From: "Liu, Changcheng" <changcheng.liu@intel.com>
To: Doug Ledford <dledford@redhat.com>, tom@talpey.com
Cc: linux-rdma@vger.kernel.org
Subject: Re: CX314A WCE error: WR_FLUSH_ERR
Date: Thu, 22 Aug 2019 23:01:54 +0800 [thread overview]
Message-ID: <20190822150154.GA27163@jerryopenix> (raw)
In-Reply-To: <0ce34055454c68cf9089e9e742b04397419a6309.camel@redhat.com>
Thanks Doug Ledford & Tom. I've found that QP is force switched into
Error status to flush outstandting WQEs into CQ with WR_FLUSH_ERR
status.
On 14:47 Wed 21 Aug, Doug Ledford wrote:
> On Wed, 2019-08-21 at 23:38 +0800, Liu, Changcheng wrote:
> > On 09:36 Wed 21 Aug, Tom Talpey wrote:
> > > On 8/21/2019 8:09 AM, Liu, Changcheng wrote:
> > > > Hi all,
> > > > In one system, it always frequently hit "IBV_WC_WR_FLUSH_ERR"
> > > > in the WCE(work completion element) polled from completion queue
> > > > bound with RQ(Receive Queue).
> > > > Does anyone has some idea to debug "IBV_WC_WR_FLUSH_ERR"
> > > > problem?
> > > >
> > > > With CX314A/40Gb NIC, I hit this error when using RC transport
> > > > type with only Send Operation(IBV_WR_SEND) WR(work request) on
> > > > SQ(Send Queue).
> > > > Every WR only has one SGE(scatter/gather element) and all the
> > > > SGE on RQ has the same size. The SGE size in SQ WR is not greater
> > > > than the SGE size in RQ WR.
> > > >
> > > > There’s one explanation about IBV_WC_WR_FLUSH_ERR on page 114
> > > > in the "RDMA Aware Networks Programming User Manual"

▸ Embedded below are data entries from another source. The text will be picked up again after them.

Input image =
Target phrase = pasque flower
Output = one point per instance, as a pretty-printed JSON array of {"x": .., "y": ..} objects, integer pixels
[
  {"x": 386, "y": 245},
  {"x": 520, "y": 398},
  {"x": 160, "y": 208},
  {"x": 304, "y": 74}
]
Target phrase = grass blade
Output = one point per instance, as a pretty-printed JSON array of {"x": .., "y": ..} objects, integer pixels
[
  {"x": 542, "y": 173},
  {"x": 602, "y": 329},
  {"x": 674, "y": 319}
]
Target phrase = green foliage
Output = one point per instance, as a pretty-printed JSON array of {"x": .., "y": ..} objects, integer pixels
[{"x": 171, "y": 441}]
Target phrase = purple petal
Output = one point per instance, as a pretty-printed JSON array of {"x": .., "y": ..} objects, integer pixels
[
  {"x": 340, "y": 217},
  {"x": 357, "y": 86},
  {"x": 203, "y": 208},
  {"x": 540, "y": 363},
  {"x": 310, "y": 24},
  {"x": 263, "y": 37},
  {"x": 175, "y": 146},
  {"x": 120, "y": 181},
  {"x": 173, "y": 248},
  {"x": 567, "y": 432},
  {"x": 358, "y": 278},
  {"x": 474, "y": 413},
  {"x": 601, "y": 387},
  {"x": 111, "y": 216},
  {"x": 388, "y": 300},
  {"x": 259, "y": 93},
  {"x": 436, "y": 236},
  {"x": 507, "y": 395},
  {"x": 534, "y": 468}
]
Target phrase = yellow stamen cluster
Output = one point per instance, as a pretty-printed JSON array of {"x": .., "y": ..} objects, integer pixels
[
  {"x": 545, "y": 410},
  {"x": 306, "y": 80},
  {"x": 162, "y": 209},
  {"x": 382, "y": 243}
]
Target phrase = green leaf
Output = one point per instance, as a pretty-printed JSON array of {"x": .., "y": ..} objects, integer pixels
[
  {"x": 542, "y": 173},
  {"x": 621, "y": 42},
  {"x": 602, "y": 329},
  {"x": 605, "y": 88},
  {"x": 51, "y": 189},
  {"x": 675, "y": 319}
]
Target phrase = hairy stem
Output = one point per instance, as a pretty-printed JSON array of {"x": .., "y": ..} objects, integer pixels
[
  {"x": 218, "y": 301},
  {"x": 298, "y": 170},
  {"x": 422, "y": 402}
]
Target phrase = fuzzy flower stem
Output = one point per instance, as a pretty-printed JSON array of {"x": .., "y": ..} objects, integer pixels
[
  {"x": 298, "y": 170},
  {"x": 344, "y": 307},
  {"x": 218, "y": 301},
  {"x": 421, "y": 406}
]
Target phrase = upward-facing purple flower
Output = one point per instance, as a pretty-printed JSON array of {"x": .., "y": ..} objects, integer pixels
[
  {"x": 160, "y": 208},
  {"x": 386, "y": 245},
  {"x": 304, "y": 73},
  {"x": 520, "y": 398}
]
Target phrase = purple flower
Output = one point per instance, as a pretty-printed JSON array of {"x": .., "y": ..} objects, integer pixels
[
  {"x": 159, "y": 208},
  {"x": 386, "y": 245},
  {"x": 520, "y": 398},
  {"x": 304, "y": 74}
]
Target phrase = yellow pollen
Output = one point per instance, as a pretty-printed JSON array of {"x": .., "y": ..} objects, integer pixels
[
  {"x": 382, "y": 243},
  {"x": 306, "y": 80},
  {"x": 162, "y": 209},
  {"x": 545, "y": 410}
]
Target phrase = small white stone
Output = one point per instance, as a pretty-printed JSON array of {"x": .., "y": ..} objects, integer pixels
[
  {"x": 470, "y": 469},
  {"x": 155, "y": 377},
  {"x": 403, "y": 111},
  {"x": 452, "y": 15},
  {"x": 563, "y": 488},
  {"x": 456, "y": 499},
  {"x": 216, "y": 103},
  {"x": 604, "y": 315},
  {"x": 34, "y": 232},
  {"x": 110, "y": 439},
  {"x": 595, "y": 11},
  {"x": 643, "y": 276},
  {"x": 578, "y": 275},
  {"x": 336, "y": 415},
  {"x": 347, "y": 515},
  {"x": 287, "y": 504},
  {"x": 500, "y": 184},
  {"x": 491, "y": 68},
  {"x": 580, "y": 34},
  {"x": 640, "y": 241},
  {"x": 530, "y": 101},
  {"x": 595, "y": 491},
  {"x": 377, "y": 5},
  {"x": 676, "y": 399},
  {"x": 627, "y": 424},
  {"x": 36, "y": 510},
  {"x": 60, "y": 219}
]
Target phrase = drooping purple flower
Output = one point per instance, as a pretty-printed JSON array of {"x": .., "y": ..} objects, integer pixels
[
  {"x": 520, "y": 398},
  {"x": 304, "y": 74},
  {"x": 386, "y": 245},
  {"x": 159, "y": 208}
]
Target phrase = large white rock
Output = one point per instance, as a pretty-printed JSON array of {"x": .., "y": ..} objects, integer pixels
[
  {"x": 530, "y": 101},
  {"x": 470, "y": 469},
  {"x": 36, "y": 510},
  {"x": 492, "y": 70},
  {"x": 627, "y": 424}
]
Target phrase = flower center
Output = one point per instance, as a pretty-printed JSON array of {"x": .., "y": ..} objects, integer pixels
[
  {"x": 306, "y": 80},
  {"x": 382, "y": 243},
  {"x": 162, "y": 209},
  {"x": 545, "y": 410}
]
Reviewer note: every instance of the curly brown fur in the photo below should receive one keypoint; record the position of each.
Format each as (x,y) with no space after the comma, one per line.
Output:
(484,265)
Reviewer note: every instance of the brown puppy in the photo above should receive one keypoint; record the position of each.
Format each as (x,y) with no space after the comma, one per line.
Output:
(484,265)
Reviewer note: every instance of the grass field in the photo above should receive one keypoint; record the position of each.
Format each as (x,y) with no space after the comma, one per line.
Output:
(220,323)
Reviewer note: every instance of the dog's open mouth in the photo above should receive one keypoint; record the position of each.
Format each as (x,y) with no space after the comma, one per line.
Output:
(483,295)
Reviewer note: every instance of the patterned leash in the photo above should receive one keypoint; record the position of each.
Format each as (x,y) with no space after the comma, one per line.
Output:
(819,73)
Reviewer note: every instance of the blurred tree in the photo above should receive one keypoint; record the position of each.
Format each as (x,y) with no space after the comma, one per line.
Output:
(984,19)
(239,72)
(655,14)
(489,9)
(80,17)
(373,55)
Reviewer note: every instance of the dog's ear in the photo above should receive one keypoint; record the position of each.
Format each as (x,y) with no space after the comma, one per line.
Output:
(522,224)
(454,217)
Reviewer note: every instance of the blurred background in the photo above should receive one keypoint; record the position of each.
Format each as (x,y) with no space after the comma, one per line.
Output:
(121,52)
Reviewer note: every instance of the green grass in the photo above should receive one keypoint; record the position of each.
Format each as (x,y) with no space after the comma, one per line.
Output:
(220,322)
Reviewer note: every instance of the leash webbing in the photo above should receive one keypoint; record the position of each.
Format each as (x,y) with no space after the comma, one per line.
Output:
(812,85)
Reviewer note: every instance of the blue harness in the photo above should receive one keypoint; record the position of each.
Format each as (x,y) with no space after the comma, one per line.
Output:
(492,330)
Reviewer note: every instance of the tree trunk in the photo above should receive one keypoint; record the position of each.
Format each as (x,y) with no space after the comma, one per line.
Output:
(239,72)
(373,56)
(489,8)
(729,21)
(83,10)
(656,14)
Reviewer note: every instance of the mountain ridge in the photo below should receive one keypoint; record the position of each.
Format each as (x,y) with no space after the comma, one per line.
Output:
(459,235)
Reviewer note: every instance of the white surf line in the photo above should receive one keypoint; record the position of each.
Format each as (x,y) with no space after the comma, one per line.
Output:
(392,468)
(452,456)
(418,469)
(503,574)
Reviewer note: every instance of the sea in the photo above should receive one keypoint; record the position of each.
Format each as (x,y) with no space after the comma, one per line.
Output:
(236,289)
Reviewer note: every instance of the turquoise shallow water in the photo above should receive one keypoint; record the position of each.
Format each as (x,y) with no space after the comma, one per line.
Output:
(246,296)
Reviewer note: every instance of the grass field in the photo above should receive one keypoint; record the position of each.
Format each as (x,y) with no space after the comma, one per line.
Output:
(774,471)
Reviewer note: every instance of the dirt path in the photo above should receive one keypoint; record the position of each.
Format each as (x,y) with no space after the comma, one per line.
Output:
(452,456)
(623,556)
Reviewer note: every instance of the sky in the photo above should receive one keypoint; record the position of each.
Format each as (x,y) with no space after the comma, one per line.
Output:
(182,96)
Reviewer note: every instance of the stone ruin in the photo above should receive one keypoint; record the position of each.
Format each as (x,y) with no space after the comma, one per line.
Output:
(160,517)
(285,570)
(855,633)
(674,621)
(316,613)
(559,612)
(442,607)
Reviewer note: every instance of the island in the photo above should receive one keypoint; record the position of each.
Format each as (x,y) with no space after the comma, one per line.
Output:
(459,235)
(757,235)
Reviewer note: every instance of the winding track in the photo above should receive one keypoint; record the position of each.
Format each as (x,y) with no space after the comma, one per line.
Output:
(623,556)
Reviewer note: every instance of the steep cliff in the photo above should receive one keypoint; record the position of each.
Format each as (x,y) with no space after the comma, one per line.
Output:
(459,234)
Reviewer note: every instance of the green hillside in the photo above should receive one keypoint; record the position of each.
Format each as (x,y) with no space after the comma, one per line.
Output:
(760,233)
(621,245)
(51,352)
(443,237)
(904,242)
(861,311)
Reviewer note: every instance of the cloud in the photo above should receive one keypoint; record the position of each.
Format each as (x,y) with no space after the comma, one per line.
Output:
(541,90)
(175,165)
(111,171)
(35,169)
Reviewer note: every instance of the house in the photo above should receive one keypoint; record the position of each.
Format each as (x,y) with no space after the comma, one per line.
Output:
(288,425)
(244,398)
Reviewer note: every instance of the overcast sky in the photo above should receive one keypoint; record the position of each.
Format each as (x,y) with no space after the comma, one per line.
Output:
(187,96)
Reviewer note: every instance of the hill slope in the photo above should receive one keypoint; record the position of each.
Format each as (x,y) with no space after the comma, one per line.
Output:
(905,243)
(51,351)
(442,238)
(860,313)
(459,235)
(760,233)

> > > > http://www.mellanox.com/related-docs/prod_software/RDMA_Aware_Programming_user_manual.pdf
> > > > But I still didn't understand it well. How to trigger this
> > > > error with a short demo program?
> > > > "
> > > > IBV_WC_WR_FLUSH_ERR
> > > > This event is generated when an invalid remote error is
> > > > thrown when the responder detects an
> > > > invalid request. It may be that the operation is not
> > > > supported by the request queue or there is
> > > > insufficient buffer space to receive the request.
> > > > "
> > >
> > > The most common reason for a flushed work request is loss of
> > > the connection to the remote peer. This can be caused by any
> > > number of conditions.
> > Good diretion. I'll debug it in this way first.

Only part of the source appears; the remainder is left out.